Republique, 624 S. La Brea, Los Angeles, 310-362-6115
The Los Feliz spot keeps it simple with pop tarts that play on nostalgia. The strawberry, blueberry, and apple-cinnamon versions come large enough to share, although you are free to resist anyone who wants a bite. The shell is crumbly, a bit like pie crust, and as this modern diner is open 24 hours, you can chow on the treats for breakfast, lunch, dinner, or even a midnight snack. There is also a pineapple version—try it with a banana shake.
Fred 62, 1850 N. Vermont Ave., Los Angeles, 323-667-0062
There’s something a bit subversive about stuffing glamorous ingredients like lobster and Gruyere cheese into the pocket of the humble pop tart, but Barton G doesn’t let high/low snobbery get in the way of a good time. In fact, this tongue-in-cheek restaurant revels in it. The buttery phyllo dough cuddles the shellfish like a duvet, and the blanket of mornay sauce ups the comfort factor. The dipping duo of Tabasco hollandaise and tarragon aioli on the side brings a little heat to the party.
Barton G 861 N. La Cienega, Los Angeles, 310-388-1888
Dia de Campo & Abigail
One of the South Bay’s most important culinary voices chef Tin Vuong has a dedication to pop tarts that cannot be understated.

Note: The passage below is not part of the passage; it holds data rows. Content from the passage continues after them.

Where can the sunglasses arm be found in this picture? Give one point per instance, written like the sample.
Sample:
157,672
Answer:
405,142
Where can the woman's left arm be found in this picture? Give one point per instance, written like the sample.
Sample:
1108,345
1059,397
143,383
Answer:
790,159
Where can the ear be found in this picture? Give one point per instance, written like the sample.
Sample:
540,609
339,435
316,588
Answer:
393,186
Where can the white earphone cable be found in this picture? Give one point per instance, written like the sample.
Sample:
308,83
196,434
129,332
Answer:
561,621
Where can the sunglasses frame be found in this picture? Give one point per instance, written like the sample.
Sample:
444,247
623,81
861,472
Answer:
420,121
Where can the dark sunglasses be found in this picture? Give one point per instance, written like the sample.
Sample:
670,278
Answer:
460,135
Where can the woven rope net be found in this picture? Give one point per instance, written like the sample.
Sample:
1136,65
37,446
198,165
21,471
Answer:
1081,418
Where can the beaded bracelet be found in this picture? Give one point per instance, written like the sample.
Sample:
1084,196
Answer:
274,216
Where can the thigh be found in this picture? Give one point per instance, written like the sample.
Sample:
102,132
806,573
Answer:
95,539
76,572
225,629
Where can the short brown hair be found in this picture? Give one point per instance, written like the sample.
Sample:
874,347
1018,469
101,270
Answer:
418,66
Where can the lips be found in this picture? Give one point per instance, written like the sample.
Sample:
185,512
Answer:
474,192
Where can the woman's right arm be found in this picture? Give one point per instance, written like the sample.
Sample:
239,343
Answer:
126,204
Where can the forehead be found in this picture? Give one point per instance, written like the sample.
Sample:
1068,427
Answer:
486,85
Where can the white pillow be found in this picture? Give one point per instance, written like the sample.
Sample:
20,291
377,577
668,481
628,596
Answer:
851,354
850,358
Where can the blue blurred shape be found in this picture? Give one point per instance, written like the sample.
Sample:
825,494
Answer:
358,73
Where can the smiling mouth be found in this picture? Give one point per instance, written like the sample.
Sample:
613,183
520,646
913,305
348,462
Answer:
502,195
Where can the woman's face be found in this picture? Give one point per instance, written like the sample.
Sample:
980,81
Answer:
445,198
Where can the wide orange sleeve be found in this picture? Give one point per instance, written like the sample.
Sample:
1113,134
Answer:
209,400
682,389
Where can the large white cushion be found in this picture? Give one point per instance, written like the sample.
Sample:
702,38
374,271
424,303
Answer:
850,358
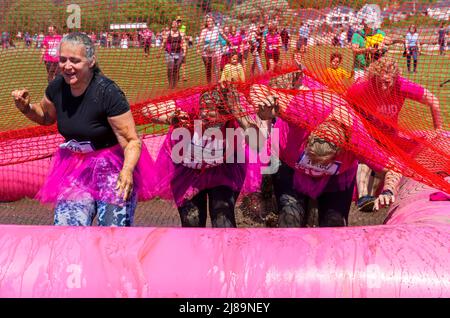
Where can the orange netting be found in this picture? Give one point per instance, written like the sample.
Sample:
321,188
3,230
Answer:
316,49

Two of his Redondo Beach restaurants, Abigaile and Dia de Campo, while completely different—the former is globally inspired while the latter can be described as nuevo Mexican—celebrate the beloved pocket of dough.
“It’s a fun and unique way to incorporate handheld food items to the menu, and they’re insanely delicious,” says Vuong. “While puff pastry isn’t exactly among the first things that come to mind when you think of Vietnamese cuisine, like the baguette and coffee, we’ve taken these items initially introduced by the French and given them a Vietnamese makeover.”

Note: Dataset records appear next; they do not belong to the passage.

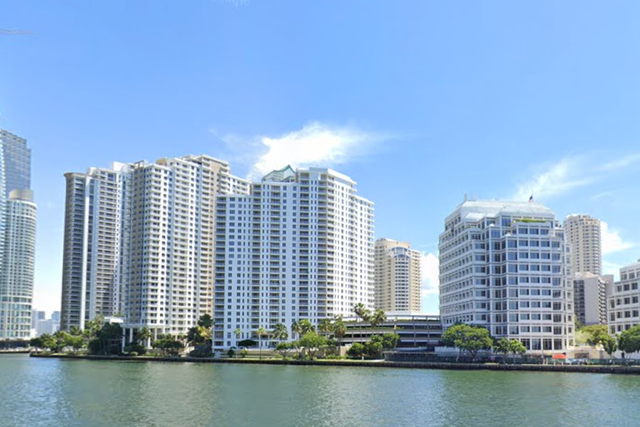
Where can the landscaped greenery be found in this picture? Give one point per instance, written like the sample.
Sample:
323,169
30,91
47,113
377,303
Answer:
468,338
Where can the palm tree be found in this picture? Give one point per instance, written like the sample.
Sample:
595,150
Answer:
144,335
305,326
325,326
339,329
280,332
378,317
295,328
261,331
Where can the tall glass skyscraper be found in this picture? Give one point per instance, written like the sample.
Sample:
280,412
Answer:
17,229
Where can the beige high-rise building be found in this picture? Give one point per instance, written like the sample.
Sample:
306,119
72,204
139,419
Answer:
583,233
397,276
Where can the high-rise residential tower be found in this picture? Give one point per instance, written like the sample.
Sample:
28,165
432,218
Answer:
94,234
139,240
17,229
590,297
505,266
17,162
583,233
300,246
397,276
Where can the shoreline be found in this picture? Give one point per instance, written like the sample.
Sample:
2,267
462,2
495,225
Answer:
592,369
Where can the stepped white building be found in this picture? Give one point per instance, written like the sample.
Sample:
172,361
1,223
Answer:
624,301
397,276
505,266
300,246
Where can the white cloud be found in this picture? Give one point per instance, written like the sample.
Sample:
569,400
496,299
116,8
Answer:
316,144
621,163
554,180
611,240
430,275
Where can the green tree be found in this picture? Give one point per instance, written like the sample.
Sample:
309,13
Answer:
609,345
378,317
467,338
61,338
284,348
295,328
261,332
356,350
75,331
280,332
305,326
502,346
144,335
339,329
311,342
75,341
168,344
390,340
595,334
92,327
516,347
373,348
206,321
325,326
629,340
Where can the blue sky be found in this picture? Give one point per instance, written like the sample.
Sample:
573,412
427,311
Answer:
420,102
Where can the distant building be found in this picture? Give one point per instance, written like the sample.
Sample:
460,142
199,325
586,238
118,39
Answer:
583,234
139,240
17,236
37,315
624,301
397,276
590,293
505,266
300,246
17,160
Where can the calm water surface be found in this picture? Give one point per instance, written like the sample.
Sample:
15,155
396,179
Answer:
51,392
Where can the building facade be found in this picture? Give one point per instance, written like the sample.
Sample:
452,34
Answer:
624,301
16,280
95,219
397,276
300,246
506,266
584,235
590,293
139,241
17,230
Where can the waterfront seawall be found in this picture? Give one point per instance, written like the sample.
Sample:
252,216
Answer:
614,369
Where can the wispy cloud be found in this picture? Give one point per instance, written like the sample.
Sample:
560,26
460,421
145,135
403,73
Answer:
612,241
430,275
554,180
621,163
316,144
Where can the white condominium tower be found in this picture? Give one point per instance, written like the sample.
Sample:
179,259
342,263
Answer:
583,233
17,234
16,282
93,244
505,266
139,240
397,276
300,246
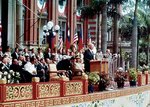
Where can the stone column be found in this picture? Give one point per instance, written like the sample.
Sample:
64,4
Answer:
19,23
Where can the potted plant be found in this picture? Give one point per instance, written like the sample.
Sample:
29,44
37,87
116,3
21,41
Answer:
132,76
104,81
120,78
93,78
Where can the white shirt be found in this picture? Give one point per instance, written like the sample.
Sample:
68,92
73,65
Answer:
30,68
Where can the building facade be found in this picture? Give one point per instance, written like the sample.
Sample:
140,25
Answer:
23,20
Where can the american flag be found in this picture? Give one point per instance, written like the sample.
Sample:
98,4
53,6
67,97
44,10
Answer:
75,37
60,43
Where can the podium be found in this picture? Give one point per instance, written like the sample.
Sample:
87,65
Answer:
99,66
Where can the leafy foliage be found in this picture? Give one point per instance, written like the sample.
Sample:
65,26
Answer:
132,74
94,78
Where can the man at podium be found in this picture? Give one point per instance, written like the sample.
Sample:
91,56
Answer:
88,55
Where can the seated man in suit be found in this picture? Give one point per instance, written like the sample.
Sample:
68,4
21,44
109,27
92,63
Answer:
42,70
30,70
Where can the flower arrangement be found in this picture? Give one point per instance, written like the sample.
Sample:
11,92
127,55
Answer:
120,78
132,74
93,78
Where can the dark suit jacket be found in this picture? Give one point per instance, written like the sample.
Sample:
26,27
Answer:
46,55
14,55
87,57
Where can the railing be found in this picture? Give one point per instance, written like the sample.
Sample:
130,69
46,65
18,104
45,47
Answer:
39,90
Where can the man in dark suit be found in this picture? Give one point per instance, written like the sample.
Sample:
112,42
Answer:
15,54
48,53
42,71
88,55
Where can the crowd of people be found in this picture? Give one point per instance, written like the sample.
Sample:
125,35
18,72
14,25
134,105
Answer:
21,65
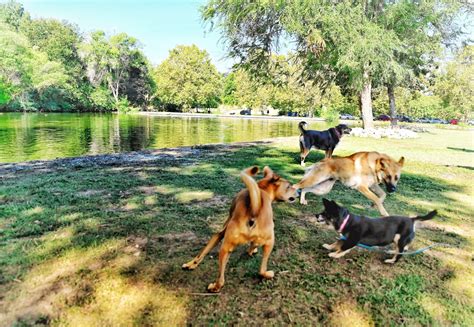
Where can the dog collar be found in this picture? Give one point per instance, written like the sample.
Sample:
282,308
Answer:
344,223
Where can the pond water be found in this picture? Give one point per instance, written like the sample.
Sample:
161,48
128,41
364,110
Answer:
31,136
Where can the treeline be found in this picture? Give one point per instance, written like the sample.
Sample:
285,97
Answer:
49,65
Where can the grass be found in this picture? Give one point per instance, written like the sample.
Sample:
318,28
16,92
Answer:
104,245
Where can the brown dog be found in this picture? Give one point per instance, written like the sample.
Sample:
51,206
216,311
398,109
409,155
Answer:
363,171
250,221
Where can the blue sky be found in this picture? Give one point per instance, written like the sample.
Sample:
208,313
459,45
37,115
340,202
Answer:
160,25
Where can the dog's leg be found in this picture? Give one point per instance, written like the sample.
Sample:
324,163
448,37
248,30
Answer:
224,254
401,245
380,193
336,245
210,245
302,197
371,196
267,249
252,249
329,153
319,189
348,244
303,154
339,254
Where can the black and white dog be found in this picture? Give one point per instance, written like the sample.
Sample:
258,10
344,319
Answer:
368,231
322,140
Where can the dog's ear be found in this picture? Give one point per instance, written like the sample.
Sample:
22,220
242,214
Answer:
401,161
326,202
252,171
381,164
275,178
267,172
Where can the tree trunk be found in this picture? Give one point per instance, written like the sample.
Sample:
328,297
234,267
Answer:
365,102
393,108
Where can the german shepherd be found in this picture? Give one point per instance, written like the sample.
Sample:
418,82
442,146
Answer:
250,221
324,140
373,232
363,171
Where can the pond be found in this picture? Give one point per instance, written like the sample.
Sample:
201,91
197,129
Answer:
33,136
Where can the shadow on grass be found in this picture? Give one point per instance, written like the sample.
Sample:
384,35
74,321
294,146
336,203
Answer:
82,239
461,149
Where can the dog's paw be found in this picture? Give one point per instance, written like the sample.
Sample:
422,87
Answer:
269,274
214,288
191,265
251,253
390,261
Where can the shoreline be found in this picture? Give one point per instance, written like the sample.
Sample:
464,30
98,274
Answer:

For those who like their pop tarts sweet, Dia de Campo’s mango pop tart, with spiced honey yogurt on the side, will provide just enough exoticism while still stoking your nostalgia. Large enough to share, this buttery treat is filled with puree and chunks of mango then topped with chopped pecans and brown sugar. The creamy dipping sauce is not too sweet, making it a perfect accompaniment to the dessert.

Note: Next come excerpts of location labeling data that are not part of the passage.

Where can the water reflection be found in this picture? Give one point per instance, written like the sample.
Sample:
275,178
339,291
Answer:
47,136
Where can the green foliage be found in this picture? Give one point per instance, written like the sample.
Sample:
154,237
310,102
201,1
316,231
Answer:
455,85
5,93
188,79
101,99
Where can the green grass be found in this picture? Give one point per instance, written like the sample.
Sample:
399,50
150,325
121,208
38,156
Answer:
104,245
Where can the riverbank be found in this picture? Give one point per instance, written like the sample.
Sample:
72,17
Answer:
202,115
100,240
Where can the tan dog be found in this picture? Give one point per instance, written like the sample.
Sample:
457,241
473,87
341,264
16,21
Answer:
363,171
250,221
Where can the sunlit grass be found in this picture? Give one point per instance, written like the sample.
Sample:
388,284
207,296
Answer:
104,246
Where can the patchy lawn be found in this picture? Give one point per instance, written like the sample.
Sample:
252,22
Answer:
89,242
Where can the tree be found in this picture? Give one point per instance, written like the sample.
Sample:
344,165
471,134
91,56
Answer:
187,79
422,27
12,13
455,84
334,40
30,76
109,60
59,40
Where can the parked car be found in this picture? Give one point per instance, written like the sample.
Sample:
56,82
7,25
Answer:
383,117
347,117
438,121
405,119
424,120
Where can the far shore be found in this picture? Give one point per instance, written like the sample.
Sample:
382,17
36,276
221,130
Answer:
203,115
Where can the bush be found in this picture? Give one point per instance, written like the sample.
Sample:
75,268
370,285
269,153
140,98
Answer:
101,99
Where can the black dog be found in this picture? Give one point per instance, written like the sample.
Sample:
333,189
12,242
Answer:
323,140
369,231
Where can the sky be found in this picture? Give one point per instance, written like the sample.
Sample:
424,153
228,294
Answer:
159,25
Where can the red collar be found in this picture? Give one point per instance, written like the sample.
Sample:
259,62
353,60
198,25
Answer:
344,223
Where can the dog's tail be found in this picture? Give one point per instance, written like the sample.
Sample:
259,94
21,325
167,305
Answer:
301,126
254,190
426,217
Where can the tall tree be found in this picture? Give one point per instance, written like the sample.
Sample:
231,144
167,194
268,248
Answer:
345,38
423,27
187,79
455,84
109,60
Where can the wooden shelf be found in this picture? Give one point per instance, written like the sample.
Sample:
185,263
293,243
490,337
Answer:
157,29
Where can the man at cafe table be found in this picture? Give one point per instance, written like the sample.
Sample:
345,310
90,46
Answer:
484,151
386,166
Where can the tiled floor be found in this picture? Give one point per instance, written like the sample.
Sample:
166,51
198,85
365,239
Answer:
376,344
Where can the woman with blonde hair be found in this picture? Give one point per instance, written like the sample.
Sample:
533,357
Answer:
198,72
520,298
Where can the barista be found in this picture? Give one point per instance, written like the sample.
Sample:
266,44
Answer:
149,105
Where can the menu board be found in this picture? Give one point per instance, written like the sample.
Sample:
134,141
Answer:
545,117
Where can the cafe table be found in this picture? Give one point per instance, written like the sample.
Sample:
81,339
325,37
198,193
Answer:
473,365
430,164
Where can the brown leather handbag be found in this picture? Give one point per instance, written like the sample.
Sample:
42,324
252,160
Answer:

Over at Abigaile, the P.I.G. pop tart is a savory mix of bacon, Gruyere cheese, and smoked pork confit with a yummy tomato jam on the side. Rich and perhaps capable of taking down the almighty breakfast burrito, Abigaile’s version is instantly addictive, urging bite after delicious bite. Pair it with the Callahan cocktail, a play on the Old Fashioned with a mix of house-infused cinnamon, anise and raisin whiskey, black walnut and orange. Aren’t you glad you’re a grownup?